Tatiana Jackson loves being able to cut through the haze to be a positive influence. She’s the middle school teen coordinator at Elkhart’s Brady Center for the Boys & Girls Clubs of Elkhart County. She took the position a couple of months ago, but is no stranger to the Club.
“I wanted to experience a new role. I wanted to give the teens needed some stability and lead them in a way that I’ve led the younger kids. I want to be able to help them grow and guide them along the way,” she said.
Jackson started working for the Club in 2017. She moved to Chicago for a brief time, but returned and has been a familiar face to members.
“A lot of the teens seem to connect with me and naturally want to open up about random things going on in their life.

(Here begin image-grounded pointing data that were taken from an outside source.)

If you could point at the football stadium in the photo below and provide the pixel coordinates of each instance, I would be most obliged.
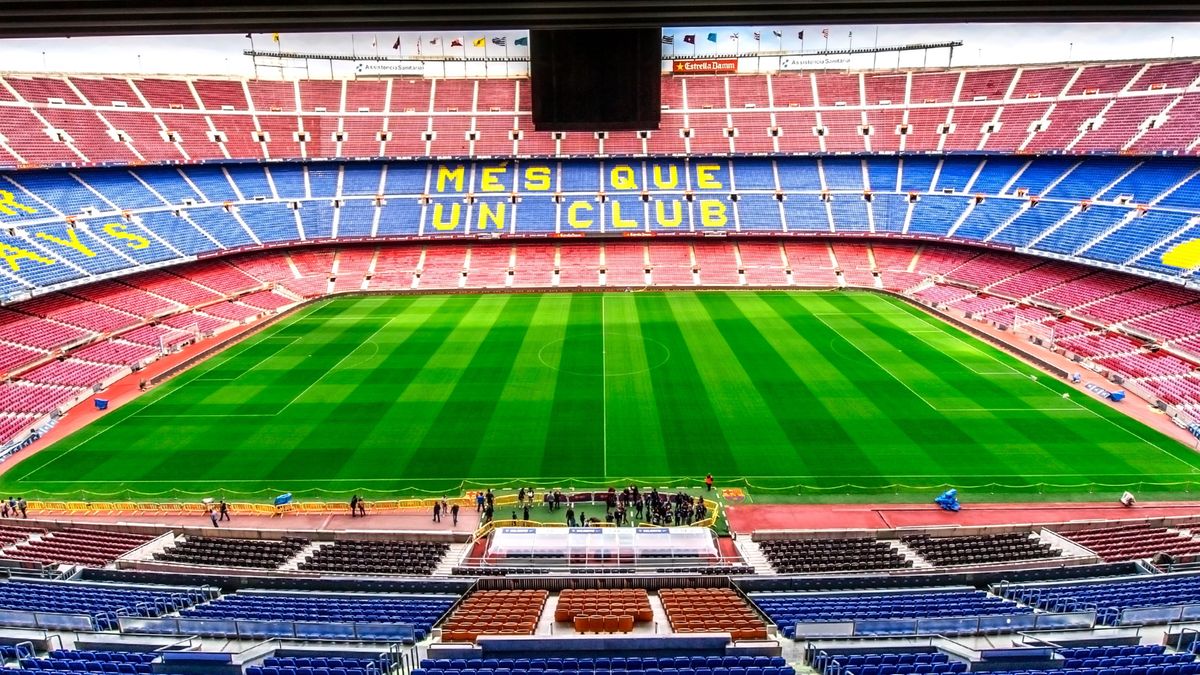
(549, 339)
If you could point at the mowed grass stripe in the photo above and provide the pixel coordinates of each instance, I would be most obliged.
(931, 432)
(631, 412)
(750, 426)
(576, 435)
(516, 432)
(688, 417)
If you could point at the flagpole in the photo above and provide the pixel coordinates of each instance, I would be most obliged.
(875, 55)
(255, 58)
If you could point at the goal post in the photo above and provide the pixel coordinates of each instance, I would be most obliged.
(192, 330)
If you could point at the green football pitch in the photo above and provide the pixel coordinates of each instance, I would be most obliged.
(790, 393)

It doesn’t seem very hard to pull things out of them. They seem to gravitate toward me,” she said.
Jackson said teens — especially at the middle school level — are still finding ways to express themselves.
“Some of them beg for lots of my attention, but some of them may just want five minutes to tell me about their day,” she said. “They’re at that age where everything is changing. The world is so confusing, and they can be influenced by so many things. They can go down so many paths if they don’t have the correct guidance and models in their lives.”
That’s part of what motivates her every day. She said even teens with a strong family support system still want other adults to play a role in their lives.
“I love being part of their growth, being able to help unlearn some of their rebellious behaviors and enabling them to see a different perspective that they didn’t see or even know was possible for their lives,” Jackson said.
She said a common misconception about teens is that they don’t really want attention or feel the need to be entertained outside of technology.
“Sometimes they want to be connected on a different level. You have to be able to find that for them,” she said. “They may just be scared to ask for help or maybe think something is not even worth asking about. I want them to know if they have a question or something they’re not sure of… I want to be that place for them to be comfortable enough to know they won’t be judged.”
In today’s society, Jackson said some teens are not experiencing their childhood the way they should be able to. Many feel pressure to grow up too fast. That’s why she wants to help them determine the correct path for their lives.
“There will always need to be someone for the youth in our community. They are the generations who will be the new leaders. They just need people to guide them. They need to see there is a future ahead.”